The subtitle of Zabarsky’s book is (I live in a valley now). She might be telling the story of a ghost, or of a mountain, or of a young man or woman. All of those readings are possible. Zabarsky lays the story out like a picture book, with words on the left-hand pages and images on the right. Each of the five illustrations employs a different palette, from the light green of the first page through orange and blue. The colors suggest a cycle, from summer to fall and winter and back to spring again. We also pass from the sunrise on the cover to sunset on the last page where the mountain–or the ghost, or both–comes to rest, at least for now, until autumn arrives. Unlike Gfrörer, Zabarsky does not include any panel grids. Rather, the one-page gaps between her illustrations suggest the slow passage of time that, like the purring of Simeon’s lions, is both puzzling and miraculous. Both Simeon and the Ghost Giant are waiting for something, maybe the Judgment Day Benjamin describes, when everything that was forgotten will suddenly be remembered.

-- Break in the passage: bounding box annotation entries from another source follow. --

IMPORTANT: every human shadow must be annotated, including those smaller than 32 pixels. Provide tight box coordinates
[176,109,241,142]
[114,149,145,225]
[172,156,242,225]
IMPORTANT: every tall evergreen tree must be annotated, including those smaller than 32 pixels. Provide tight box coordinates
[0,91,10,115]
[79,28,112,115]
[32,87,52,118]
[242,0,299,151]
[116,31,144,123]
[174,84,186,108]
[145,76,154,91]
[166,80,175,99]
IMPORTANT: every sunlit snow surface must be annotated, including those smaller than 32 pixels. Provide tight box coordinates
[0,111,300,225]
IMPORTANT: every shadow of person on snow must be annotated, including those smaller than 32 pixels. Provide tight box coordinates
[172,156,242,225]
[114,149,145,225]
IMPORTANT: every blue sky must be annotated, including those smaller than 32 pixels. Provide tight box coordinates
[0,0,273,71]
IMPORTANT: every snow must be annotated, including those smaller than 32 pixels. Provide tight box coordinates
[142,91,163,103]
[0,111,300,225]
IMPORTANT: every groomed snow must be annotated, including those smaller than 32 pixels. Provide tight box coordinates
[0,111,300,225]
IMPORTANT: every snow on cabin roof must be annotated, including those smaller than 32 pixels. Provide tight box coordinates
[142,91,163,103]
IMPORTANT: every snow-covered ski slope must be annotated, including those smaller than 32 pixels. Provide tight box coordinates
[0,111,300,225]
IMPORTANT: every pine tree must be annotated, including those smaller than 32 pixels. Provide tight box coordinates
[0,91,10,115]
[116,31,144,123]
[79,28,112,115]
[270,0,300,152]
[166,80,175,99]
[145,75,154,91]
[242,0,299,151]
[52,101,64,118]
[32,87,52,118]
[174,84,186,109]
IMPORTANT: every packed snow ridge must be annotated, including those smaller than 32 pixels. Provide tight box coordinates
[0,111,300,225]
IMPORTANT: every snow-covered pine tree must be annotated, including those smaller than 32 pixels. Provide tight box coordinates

The Ghost as she appears on page 5 of Zabarsky’s Ghost Giant
My notes on these two comics are reminders for me of the questions I’ve had since I first read James Sturm’s The Revival, John Porcellino’s Perfect Example, and Carrie McNinch’s I Want Everything to be Okay, all of which depict various states of “realized mysticism.” If it’s possible to identify a transcendental style in the mise-en-scène of certain films, can we also find it in the pages of the comic books that we love? That is, is there a “transcendental style in comics,” and, if so, what does it look like and what does it seek to express?
Meanwhile, don’t forget to read Palm Ash and Ghost Giant.
References
Benjamin, Walter. “Theses on the Philosophy of History” in Illuminations (Trans. Harry Zohn). New York: Schocken Books, 1968. Print. 253-264.

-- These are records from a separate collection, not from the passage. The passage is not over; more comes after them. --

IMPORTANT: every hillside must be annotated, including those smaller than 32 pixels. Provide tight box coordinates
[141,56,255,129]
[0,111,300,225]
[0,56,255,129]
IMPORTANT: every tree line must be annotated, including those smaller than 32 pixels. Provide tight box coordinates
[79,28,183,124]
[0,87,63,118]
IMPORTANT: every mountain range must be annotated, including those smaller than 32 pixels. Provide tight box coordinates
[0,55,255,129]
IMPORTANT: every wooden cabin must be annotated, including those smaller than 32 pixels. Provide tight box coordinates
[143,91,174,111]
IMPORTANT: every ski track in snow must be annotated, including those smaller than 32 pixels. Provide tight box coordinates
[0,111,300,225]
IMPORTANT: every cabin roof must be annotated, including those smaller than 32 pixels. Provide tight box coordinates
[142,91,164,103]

Dreyer, Carl Theodor. “Realized Mysticism” in Donald Skoller (Ed.), Dreyer in Double Reflection. New York: E.P. Dutton & Co., Inc. 1973. Print. 47-50.
Gfrörer, Julia. Palm Ash. Thuban Press, 2014. Print.
Schrader, Paul. Trancendental Style in Film: Ozu, Bresson, Dreyer. Cambridge: Da Capo Press, 1972. Print.
Skoller, Donald (Ed.). Dreyer in Double Reflection. New York: E.P. Dutton & Co., Inc. 1973. Print.
Zabarsky, Jessi. Ghost Giant. Hugbox (no date). Print.
Thanks to Julia Gfrörer and Jessi Zabarsky for help with scans and also for answering a few questions via email.
I still think the book on comics and mysticism (magic and the every day?) should be written. Next project!
I’m still thinking a lot about it especially after the Magikomix panel we had this year at CAKE. And Palm Ash has me thinking a lot about all the images of martyrdom I was exposed to as a kid (at home, in Catholic school). Can I get Ben to do the cover with one of his otherworldly creatures…?!